ACTING CHAIR: Was that because the minister for agriculture was the biggest banana producer? It is a serious conflict of interest; it is called graft.
Dr Riley : But you would think he would want to protect his plantations here then.
ACTING CHAIR: No, the biggest banana grower over there, not here.
Dr Riley : Oh. I cannot comment on that.
ACTING CHAIR: I can, and it is bloody red hot!
Dr Riley : It just amazes me because all of a sudden it became an operational procedure for AQIS. Especially if we are dealing with developing countries, one of the problems is that they themselves will not know what species they have got that are likely to come into Australia. So it is also what the Nairn report said, the early report on quarantine: we have got to push the quarantine border back. If we are looking at dealing with developing countries, somehow there needs to be a way that the import risk analyses takes into account what they do not know as well. This is where I think the precautionary principle comes into operation, because that operates on lack of scientific knowledge. If we have got a developing country that does not have the same degree of knowledge as Australia about what species and organisms they find within their jurisdiction, how can we do any risk analysis as to what is likely to be imported into Australia if they themselves do not know what they have got.

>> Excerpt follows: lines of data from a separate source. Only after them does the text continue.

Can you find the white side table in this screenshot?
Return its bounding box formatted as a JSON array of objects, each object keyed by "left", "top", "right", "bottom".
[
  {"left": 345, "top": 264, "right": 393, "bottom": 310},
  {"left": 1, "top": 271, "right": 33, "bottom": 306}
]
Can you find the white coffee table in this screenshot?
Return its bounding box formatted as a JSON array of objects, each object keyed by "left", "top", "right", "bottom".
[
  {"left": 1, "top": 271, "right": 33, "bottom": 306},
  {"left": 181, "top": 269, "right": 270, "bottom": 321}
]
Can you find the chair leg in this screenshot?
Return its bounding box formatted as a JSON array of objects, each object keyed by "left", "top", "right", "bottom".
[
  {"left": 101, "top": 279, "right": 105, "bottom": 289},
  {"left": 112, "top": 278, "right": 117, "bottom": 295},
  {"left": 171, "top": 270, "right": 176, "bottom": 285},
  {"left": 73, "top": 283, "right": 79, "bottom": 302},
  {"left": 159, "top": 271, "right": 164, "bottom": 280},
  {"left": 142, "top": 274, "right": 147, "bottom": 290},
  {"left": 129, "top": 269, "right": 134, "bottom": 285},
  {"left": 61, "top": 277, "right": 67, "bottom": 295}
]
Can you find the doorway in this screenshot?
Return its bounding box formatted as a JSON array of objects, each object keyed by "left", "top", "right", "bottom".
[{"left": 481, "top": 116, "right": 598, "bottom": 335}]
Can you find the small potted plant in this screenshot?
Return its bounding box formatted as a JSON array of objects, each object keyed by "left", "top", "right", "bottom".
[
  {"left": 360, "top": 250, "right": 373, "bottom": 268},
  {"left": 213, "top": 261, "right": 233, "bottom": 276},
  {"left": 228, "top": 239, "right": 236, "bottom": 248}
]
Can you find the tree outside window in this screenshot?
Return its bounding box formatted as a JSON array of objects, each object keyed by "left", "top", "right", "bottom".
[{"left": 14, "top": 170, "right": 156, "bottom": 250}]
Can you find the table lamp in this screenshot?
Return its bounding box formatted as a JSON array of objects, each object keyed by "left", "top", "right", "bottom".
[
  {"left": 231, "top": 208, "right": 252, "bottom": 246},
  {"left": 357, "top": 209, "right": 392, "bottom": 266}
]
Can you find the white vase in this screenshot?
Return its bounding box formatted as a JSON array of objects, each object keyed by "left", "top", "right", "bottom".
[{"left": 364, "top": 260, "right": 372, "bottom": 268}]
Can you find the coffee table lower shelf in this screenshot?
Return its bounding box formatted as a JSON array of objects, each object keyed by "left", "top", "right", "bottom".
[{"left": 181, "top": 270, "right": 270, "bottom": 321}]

ACTING CHAIR: One of the greatest complexities in that is not just the vagaries of the science but the lowering of the bar, because the WTO is driven by trade. Now, as Senator Nash know, shires in New South Wales do not have the capacity to spray St John's wort. They say, 'We haven't got the budget. It's an endemic weed. Too bad!' It is the same thing. But I absolutely do not know how we are going to overcome the fact that you can get a signature on any piece of paper anywhere you like in Asia if you pay them enough money. That is actually a fact. They do not like to talk about it. Senator back would know that. That overcomes all these protocols; they just buy their way through the system.
Senator BACK: The other question was a follow on, but science is not your background so I do not want to challenge you on that. Thank you, that was most interesting.